Por várias vezes o deputado federal Simão Sessim (PP-RJ) ocupou a tribuna da Câmara dos Deputados, esse ano, para denunciar o aumento dos índices de criminalidade nos municípios da Baixa Fluminense. Na sessão dessa terça-feira (30), o deputado alertou que os 4 milhões de moradores da Baixada estão desesperados diante da violência que atinge a região.

Esse sentimento de fragilidade, de impotência da população, vem ocorrendo desde 2010, quando as Forças Armadas ocuparam favelas do Complexo do Alemão, no Rio de Janeiro, em apoio à implantação das supostas e malsucedidas Unidades de Polícia Pacificadoras, as UPPs”, disse ele.

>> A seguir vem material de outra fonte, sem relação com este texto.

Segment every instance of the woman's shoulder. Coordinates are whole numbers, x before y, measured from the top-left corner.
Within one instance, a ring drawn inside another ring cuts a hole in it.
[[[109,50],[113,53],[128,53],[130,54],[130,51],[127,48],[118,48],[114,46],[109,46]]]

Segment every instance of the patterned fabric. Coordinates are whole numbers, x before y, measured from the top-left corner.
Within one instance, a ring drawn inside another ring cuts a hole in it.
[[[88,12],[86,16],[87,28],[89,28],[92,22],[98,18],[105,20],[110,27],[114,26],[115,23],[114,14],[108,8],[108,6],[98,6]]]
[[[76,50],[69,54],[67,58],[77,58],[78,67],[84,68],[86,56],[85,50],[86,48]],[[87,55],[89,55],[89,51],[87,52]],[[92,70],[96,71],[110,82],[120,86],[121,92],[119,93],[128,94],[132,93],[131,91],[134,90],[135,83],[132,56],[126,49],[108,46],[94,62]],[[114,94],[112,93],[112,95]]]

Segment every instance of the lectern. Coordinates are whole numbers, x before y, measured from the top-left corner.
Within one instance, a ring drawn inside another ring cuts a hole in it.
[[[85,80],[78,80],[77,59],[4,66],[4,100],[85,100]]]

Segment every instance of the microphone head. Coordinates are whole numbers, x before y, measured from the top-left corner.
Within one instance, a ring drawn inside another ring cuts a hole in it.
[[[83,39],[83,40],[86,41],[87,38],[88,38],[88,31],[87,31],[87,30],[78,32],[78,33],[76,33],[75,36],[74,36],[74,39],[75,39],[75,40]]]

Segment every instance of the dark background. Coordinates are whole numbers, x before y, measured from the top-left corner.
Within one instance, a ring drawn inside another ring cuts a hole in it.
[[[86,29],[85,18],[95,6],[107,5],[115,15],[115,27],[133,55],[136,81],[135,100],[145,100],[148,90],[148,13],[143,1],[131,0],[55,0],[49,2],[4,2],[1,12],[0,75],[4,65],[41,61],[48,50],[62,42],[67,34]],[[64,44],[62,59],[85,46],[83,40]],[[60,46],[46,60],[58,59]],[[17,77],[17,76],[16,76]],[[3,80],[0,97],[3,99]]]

O Governo Federal concluiu que a situação é alarmante e que o Rio, em grave crise econômica, está se desintegrando, por isso, decidiu intervir na área de segurança e definir uma força-tarefa com a participação dos ministérios da Justiça, da Defesa e do Desenvolvimento Social e o governo do Estado do Rio de Janeiro.

Simão Sessim relatou que recentemente procurou o Ministro da Defesa Raul Jungman para pedir uma ação do Governo Federal, também na Baixada Fluminense.

Para fugir ao cerco policial, os bandidos da capital decidiram invadir a Baixada Fluminense, transformando aquela região no Quartel General do tráfico de drogas, de armas e de mais ações criminosas, como roubo de cargas, entre outras barbáries, transformando em verdadeiro inferno a então vida pacata daquela gente”.

Os prefeitos de Nilópolis, São João de Meriti, Duque de Caxias, Nova Iguaçu, Japeri, Magé, Queimados e Mesquita, se reuniram no último dia 22, para criar o Consórcio Integrado de Gestão e Monitoramento da Segurança na Baixada Fluminense.

A ideia é criar uma central para a implantação de um sistema de monitoramento da região, com câmeras ligadas à Central de Segurança do Governo do Estado.

A medida, que está sendo liderada pelo prefeito de Nilópolis, Farid Abrão, prevê ainda a integração entre a Guarda Municipal, Polícia Militar, Polícia Civil e o Corpo de Bombeiros de todas as cidades envolvidas.

Trata-se, portanto de uma iniciativa há muito tempo sonhada pela população da Baixada Fluminense, que não aguenta mais ficar refém do crime organizado diante, digamos, da inércia do poder público”, concluiu Simão Sessim.